Hi, my name is Rob Crystal-Ornelas and I’m one of the interns for Project #2: Supporting Synthesis Science with DataONE. I’m looking forward to the experience of working on a systematic review with a team of researchers, including my co-intern this summer, Giancarlo Sadoti. This summer, we’ll be working on a systematic review of ecology and earth science articles. Giancarlo and I will identify the data used in the articles we find, and explore whether these data are available within the dataONE network.
This week we had three main goals: decide on search terms, identify studies for the systematic review, and conduct a literature review.
For a systematic review, it is important to decide on the search terms (and search strategy) used to locate articles ahead of time. This way, we will not be biased in the types of articles selected for the systematic review and to ensure the search is repeatable by other researchers. The project #2 team decided to take two approaches to finding articles. In the first approach, Giancarlo searched Web of Science using a variety of keywords related to ecology, earth science and data. I’m sure he’ll provide more detail in his blog post! For my search efforts, instead of searching based on keywords, I searched for any article that cited a widely used (12,000+ citations) dataset called WorldClim. These data have been used to conduct research in many ecosystems across the globe. The rationale behind this decision was that articles citing WorldClim may incorporate additional datasets into their analysis.
The search strategy that used WorldClim citations identified 2,000 studies from 2015-2017. I attempted to extract data from a handful of articles the determine the other data incorporated in each article’s analysis. I found that many of these articles brought in other datasets (ranging from 1-5). Moreover, some of the datasets could be found within DataONE’s network. I’m looking forward to exploring these articles in greater depth.
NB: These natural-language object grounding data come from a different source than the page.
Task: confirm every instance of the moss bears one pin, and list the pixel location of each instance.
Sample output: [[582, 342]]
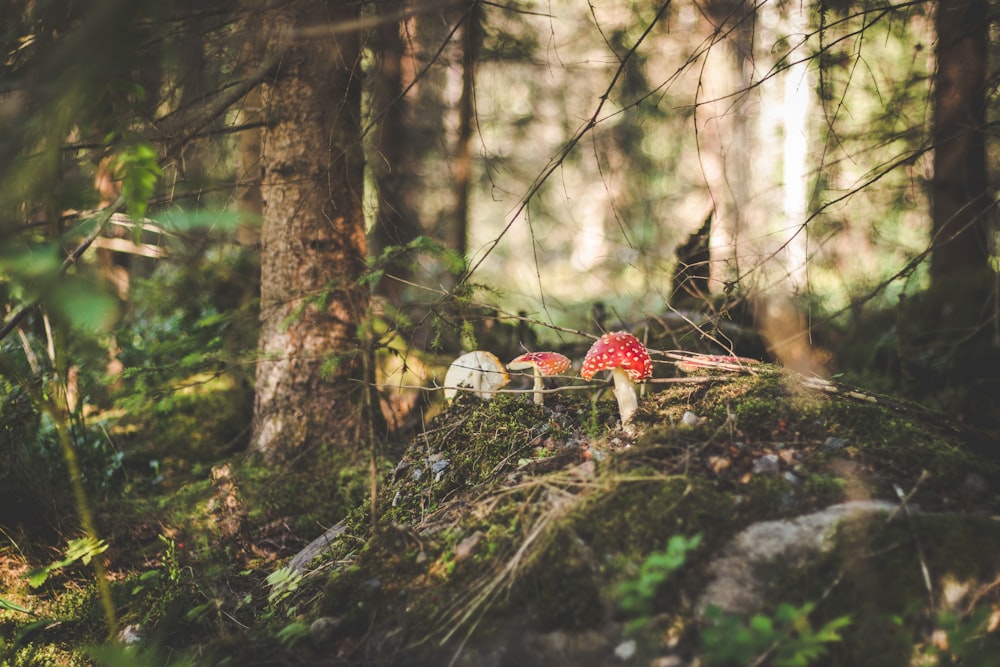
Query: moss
[[874, 575]]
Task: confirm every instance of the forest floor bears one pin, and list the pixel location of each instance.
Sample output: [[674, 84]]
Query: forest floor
[[509, 533]]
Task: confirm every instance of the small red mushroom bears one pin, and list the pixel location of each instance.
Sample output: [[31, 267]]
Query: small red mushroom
[[629, 362], [544, 365]]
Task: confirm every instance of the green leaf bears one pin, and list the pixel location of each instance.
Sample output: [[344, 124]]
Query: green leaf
[[7, 605], [136, 166], [181, 220], [88, 308]]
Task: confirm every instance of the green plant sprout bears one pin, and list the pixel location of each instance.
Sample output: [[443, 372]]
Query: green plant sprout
[[788, 637], [635, 596]]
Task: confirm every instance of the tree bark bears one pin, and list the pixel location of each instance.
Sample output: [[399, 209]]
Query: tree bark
[[961, 204], [313, 234]]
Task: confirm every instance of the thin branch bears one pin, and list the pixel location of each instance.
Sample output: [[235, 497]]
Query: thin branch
[[14, 320]]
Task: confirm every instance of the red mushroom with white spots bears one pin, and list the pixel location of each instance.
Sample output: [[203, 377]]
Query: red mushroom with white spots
[[629, 363], [544, 364]]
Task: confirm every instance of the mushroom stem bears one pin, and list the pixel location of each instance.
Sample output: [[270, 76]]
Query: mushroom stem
[[628, 400], [539, 388]]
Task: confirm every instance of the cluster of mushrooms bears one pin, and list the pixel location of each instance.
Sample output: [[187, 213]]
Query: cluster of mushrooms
[[620, 352]]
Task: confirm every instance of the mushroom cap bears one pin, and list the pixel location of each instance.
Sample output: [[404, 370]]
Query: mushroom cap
[[480, 371], [618, 349], [547, 363]]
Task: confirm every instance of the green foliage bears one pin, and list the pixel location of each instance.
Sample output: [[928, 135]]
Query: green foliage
[[134, 656], [788, 637], [83, 549], [136, 166], [7, 605], [635, 596], [283, 582], [292, 633]]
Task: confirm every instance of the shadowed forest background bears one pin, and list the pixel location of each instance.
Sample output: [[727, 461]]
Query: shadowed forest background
[[242, 242]]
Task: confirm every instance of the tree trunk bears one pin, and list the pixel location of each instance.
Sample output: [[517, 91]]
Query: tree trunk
[[395, 169], [466, 118], [313, 234], [961, 204]]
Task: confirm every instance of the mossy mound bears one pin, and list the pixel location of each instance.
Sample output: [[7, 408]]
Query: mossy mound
[[508, 532]]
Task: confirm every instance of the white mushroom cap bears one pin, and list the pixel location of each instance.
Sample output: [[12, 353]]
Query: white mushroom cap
[[478, 371]]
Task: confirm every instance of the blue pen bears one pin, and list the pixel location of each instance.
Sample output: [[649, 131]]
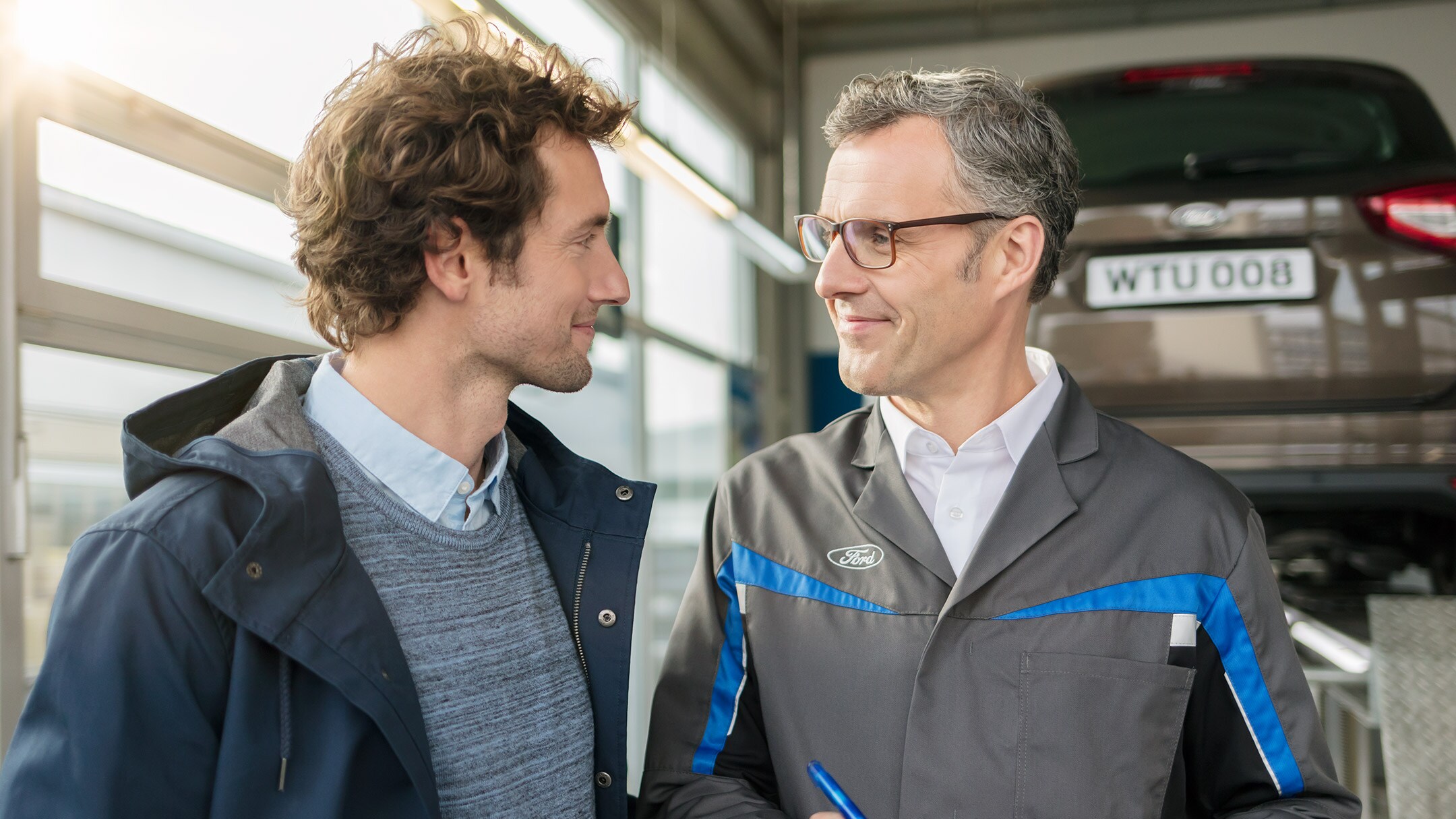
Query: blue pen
[[833, 792]]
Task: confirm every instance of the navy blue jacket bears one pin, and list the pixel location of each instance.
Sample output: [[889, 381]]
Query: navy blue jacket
[[219, 624]]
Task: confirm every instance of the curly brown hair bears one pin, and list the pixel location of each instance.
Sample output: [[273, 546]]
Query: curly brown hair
[[443, 126]]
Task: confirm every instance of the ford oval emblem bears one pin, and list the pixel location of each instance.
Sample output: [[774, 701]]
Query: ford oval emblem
[[866, 555], [1199, 216]]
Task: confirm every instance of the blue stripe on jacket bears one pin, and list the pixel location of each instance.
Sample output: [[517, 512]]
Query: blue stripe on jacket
[[748, 568], [1212, 602]]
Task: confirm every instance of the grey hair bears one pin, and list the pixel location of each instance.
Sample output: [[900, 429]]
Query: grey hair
[[1012, 154]]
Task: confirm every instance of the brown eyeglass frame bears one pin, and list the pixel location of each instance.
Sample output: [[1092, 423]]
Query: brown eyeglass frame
[[890, 228]]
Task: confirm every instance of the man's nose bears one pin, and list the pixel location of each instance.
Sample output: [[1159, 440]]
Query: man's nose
[[609, 283]]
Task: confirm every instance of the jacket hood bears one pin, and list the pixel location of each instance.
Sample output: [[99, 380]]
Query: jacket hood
[[257, 407]]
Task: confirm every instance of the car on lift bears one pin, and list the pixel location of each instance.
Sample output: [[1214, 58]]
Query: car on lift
[[1263, 274]]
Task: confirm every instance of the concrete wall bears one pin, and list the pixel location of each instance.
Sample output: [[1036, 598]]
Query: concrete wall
[[1418, 40]]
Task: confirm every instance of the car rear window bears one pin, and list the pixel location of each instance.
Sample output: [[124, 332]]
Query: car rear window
[[1270, 121]]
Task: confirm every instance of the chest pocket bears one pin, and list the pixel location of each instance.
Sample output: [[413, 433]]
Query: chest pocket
[[1097, 736]]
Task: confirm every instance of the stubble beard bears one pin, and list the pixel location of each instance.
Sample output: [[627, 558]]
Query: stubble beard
[[567, 372]]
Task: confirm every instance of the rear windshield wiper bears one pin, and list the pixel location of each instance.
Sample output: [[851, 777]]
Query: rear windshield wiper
[[1256, 160]]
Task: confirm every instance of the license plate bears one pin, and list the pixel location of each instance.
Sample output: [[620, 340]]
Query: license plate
[[1200, 276]]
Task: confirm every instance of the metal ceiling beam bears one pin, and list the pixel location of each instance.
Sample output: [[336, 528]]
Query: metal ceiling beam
[[830, 26]]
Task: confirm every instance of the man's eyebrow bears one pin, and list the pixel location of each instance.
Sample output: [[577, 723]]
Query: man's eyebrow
[[596, 220]]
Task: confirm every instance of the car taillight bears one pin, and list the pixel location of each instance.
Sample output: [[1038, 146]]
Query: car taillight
[[1424, 214], [1161, 73]]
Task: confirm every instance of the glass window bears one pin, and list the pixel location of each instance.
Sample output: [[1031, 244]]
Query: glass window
[[578, 30], [688, 451], [71, 406], [595, 423], [123, 223], [695, 284], [696, 136], [260, 73]]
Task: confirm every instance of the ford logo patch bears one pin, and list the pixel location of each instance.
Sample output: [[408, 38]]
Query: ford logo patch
[[866, 555], [1199, 216]]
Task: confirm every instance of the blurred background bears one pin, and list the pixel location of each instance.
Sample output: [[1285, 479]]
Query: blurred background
[[1304, 143]]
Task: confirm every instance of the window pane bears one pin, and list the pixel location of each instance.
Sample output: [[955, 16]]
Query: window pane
[[260, 72], [123, 223], [70, 410], [694, 280], [595, 423], [696, 136], [688, 451], [577, 28]]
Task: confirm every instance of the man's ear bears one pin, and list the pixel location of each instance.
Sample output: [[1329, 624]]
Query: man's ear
[[1018, 248], [455, 264]]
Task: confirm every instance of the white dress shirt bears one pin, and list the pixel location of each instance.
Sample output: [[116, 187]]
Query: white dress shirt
[[960, 487], [424, 479]]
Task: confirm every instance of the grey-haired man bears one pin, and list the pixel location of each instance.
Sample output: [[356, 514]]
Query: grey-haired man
[[976, 598]]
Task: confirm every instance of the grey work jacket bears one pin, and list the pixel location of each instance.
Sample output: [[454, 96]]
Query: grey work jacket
[[1116, 646]]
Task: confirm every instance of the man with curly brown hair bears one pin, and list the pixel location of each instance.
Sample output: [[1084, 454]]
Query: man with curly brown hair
[[366, 583]]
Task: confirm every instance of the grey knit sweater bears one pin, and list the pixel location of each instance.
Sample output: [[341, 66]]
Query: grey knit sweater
[[488, 646]]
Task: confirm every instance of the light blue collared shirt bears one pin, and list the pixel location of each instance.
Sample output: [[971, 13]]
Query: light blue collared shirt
[[420, 475]]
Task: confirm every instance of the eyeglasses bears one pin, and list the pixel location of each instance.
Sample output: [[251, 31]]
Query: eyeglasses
[[870, 242]]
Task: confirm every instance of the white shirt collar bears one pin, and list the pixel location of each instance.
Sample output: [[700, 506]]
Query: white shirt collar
[[425, 479], [1012, 430]]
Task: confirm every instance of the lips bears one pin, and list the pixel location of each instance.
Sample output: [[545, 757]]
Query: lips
[[859, 324]]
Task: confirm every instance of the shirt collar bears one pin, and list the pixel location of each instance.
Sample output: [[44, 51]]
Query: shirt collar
[[1014, 429], [420, 474]]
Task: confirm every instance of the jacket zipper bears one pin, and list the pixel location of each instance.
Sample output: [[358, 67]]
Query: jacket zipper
[[576, 609]]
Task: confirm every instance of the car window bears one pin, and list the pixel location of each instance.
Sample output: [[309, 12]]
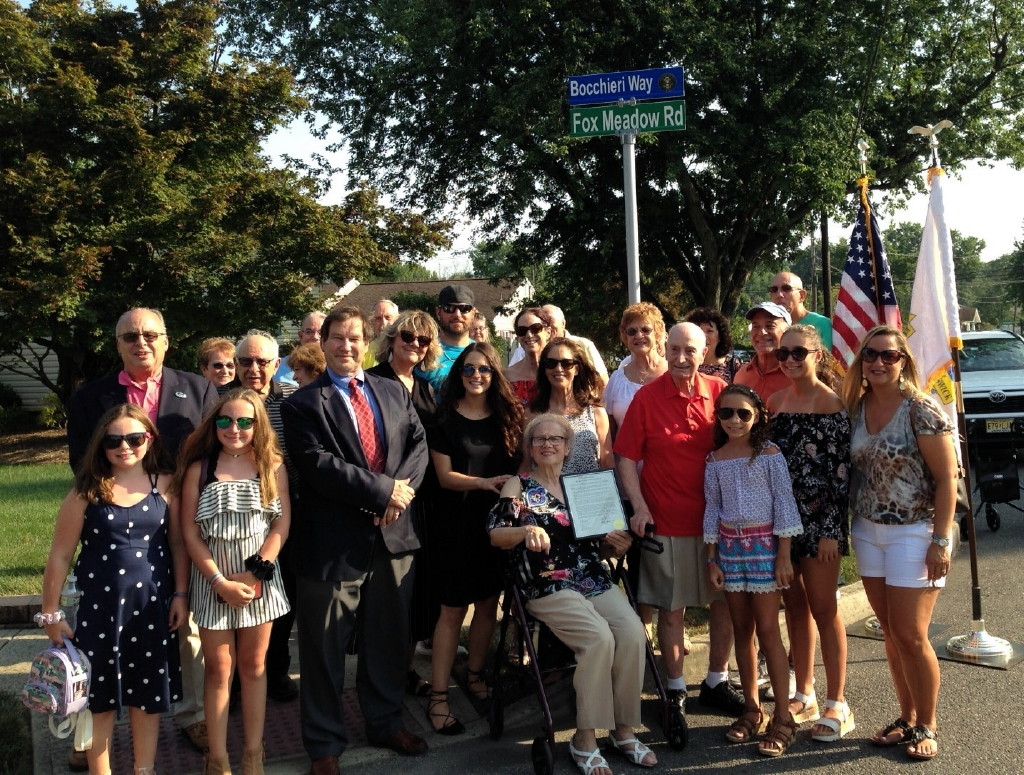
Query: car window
[[992, 355]]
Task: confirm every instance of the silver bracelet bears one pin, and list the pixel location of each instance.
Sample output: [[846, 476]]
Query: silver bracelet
[[42, 619]]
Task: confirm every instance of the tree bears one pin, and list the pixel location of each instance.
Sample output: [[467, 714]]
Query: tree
[[464, 102], [132, 175]]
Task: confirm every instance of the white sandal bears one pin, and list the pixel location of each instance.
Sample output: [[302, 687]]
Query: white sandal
[[809, 712], [840, 727], [633, 749], [588, 761]]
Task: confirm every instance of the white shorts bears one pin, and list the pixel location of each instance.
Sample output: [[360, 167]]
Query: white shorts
[[895, 553]]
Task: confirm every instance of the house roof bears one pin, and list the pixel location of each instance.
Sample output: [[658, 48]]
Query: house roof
[[491, 299]]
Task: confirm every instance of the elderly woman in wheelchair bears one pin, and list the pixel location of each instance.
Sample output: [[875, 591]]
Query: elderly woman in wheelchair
[[566, 586]]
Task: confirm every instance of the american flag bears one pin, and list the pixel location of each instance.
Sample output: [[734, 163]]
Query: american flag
[[866, 297]]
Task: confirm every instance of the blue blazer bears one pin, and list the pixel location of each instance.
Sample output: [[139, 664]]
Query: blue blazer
[[333, 532]]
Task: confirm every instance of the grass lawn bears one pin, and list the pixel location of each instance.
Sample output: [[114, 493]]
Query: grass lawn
[[30, 497]]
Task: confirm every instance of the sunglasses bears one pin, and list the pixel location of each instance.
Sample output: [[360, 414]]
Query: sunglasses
[[645, 330], [133, 336], [409, 337], [537, 328], [889, 357], [261, 362], [726, 413], [135, 440], [799, 353], [565, 363], [544, 440], [224, 422]]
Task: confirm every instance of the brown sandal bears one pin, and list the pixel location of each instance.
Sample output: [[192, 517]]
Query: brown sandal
[[778, 738], [747, 727]]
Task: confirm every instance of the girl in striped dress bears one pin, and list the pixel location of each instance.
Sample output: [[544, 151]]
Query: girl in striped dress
[[233, 493], [750, 520]]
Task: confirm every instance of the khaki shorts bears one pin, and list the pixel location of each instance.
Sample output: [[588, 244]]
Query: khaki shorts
[[677, 577]]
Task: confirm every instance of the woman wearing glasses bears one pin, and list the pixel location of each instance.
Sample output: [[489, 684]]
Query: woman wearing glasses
[[133, 573], [811, 426], [406, 345], [474, 448], [902, 494], [532, 332], [566, 586], [235, 516], [566, 385]]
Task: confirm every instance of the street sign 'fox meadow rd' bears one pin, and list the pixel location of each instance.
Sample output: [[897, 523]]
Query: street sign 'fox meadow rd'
[[643, 117]]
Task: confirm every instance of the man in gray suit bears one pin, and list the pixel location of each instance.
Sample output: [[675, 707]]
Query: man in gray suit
[[360, 454]]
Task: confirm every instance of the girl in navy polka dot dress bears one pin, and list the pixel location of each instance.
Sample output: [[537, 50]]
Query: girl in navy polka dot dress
[[133, 572]]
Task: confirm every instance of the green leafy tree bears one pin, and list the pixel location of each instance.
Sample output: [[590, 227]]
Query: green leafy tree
[[132, 175], [465, 102]]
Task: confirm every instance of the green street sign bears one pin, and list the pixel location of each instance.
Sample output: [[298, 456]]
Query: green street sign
[[642, 117]]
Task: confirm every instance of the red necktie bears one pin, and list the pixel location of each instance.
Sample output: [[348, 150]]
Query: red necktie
[[369, 435]]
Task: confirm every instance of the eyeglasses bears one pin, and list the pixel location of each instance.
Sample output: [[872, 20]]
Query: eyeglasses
[[261, 362], [544, 440], [224, 422], [535, 329], [726, 413], [135, 440], [131, 337], [799, 353], [889, 357], [409, 337], [645, 330]]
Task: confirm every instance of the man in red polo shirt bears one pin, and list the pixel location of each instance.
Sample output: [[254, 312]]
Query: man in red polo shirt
[[668, 428]]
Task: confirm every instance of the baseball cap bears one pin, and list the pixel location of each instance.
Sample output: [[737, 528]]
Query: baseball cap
[[775, 310], [456, 295]]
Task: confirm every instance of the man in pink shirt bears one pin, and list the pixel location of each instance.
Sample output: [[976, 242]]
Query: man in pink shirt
[[668, 428]]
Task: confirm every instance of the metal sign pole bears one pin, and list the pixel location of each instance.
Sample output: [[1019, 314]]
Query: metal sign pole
[[632, 239]]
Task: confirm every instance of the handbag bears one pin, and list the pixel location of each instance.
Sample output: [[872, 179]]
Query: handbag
[[58, 687]]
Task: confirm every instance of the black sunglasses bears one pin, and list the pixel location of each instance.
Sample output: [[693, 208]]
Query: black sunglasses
[[409, 337], [133, 336], [135, 440], [224, 422], [889, 357], [726, 413], [565, 363], [537, 328], [799, 353]]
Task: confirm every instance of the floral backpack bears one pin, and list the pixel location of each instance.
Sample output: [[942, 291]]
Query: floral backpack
[[58, 687]]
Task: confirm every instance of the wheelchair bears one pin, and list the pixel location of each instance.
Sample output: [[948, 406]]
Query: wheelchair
[[538, 656]]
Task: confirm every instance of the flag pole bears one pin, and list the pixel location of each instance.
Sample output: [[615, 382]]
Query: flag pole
[[978, 646]]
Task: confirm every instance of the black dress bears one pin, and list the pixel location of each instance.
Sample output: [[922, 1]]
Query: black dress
[[467, 568], [124, 571], [425, 607]]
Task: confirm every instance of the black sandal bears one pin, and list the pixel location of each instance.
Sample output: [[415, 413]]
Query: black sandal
[[476, 677], [452, 725], [417, 686], [882, 738]]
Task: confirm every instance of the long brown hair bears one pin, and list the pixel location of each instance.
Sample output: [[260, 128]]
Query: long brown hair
[[94, 478], [204, 444], [501, 399]]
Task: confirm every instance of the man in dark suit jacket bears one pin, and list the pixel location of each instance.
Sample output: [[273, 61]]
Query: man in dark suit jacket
[[353, 541], [178, 399]]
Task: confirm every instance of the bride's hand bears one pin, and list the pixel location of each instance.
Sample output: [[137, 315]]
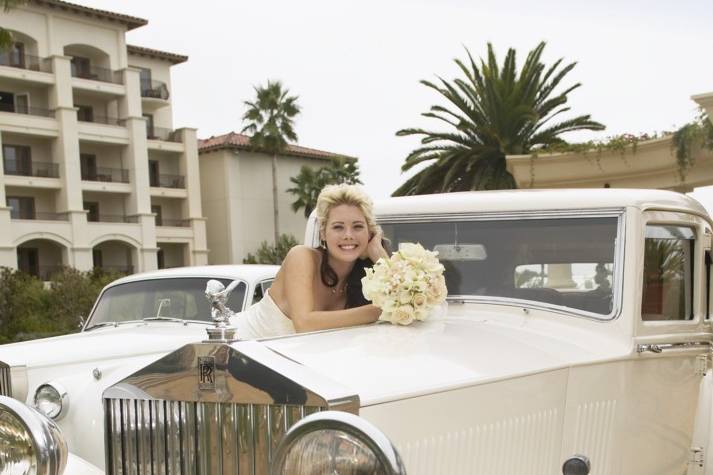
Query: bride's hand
[[375, 250]]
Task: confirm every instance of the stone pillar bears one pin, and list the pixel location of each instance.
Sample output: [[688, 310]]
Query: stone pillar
[[8, 253], [137, 163], [189, 168], [66, 153]]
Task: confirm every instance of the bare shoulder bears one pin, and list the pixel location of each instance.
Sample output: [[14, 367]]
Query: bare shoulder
[[301, 255]]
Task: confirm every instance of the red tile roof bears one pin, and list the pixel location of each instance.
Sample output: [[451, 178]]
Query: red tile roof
[[242, 141], [154, 53], [131, 22]]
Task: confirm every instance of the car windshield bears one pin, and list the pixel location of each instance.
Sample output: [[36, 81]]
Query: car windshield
[[160, 299], [562, 261]]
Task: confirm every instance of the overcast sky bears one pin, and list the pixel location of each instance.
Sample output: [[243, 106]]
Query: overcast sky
[[355, 65]]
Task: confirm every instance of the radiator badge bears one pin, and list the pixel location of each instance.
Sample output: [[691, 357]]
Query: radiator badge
[[206, 373]]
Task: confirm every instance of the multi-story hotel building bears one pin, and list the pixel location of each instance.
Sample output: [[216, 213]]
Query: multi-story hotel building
[[93, 174]]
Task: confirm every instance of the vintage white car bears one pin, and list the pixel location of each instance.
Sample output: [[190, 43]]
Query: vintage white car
[[577, 340], [134, 321]]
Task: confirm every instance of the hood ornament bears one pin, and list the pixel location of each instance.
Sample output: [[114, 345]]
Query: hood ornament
[[217, 295]]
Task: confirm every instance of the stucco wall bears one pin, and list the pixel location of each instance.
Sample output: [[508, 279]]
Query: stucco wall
[[241, 187]]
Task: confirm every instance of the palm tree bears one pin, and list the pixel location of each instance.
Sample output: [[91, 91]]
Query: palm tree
[[309, 182], [270, 123], [493, 111], [6, 39]]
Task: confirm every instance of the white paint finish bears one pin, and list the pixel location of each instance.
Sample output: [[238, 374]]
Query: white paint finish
[[512, 426]]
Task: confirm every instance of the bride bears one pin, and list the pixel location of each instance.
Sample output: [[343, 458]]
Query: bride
[[318, 289]]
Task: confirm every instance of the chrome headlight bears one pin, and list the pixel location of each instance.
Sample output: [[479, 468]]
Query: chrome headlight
[[52, 400], [29, 442], [336, 442]]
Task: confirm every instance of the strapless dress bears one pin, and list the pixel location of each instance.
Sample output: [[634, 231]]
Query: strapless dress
[[262, 320]]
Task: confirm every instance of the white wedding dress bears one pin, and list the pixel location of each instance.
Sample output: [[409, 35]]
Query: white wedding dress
[[262, 320]]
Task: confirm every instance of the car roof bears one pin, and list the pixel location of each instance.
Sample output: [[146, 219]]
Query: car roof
[[249, 272], [535, 200]]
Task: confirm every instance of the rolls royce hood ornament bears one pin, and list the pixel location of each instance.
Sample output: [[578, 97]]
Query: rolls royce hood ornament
[[217, 294]]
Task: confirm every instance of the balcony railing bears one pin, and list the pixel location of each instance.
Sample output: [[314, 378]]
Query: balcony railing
[[97, 73], [158, 133], [110, 175], [176, 223], [25, 61], [27, 110], [168, 181], [101, 119], [126, 269], [40, 216], [39, 169], [112, 218], [154, 90]]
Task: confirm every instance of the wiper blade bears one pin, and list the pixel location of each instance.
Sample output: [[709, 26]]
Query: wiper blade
[[164, 319]]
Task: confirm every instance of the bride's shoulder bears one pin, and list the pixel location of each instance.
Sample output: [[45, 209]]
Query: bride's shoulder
[[302, 254]]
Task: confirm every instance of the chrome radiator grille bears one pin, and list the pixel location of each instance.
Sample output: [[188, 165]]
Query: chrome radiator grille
[[5, 380], [201, 438]]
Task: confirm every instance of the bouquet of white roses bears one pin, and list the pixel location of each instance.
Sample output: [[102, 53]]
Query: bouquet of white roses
[[407, 286]]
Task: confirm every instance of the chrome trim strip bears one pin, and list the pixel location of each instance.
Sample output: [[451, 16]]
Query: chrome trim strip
[[685, 345]]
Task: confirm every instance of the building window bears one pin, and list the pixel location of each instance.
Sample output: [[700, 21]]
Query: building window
[[156, 209], [85, 113], [88, 166], [668, 273], [154, 175], [81, 67], [92, 208], [17, 160], [97, 258], [21, 207], [28, 260]]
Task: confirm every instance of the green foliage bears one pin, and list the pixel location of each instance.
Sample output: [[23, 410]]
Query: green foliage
[[493, 110], [690, 138], [310, 182], [29, 309], [269, 254], [6, 39], [270, 118]]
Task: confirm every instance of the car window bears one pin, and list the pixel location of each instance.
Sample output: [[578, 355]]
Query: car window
[[260, 289], [667, 292], [181, 298], [561, 261]]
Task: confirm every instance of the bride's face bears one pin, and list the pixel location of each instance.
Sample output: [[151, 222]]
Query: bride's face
[[346, 234]]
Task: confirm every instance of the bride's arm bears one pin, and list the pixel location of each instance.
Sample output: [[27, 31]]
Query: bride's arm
[[300, 270]]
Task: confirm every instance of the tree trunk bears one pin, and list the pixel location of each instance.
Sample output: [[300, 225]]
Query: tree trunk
[[274, 198]]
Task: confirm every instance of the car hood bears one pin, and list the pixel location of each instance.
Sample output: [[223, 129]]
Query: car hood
[[385, 362], [131, 339]]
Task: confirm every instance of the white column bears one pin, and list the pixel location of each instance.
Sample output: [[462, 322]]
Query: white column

Lastly, I conducted a literature review of articles related to data aggregation within environmental sciences/ecology. I found that since the early 2000s researchers have been grappling with the idea that more data is being produced than can be analyzed or appropriately archived (Bell et al., 2009). The production of so much data means that some data may be used once and stored away on a hard drive or in the cloud and never accessed again. Even just several years after publication it becomes substantially harder to track down data due to broken email addresses or technological difficulties (Vines et al., 2014). There are advantages to open data including increased citation (Piwowar and Vision, 2013). And there is a sea change in that more researchers than ever are making data publicly available (Murillo, 2014). Despite these shifts, it is important to determine how often researchers use open access data. We will use the cohort of studies in earth science and ecology and compare data aggregated for these articles to data held within DataONE’s permanent and publicly accessible network.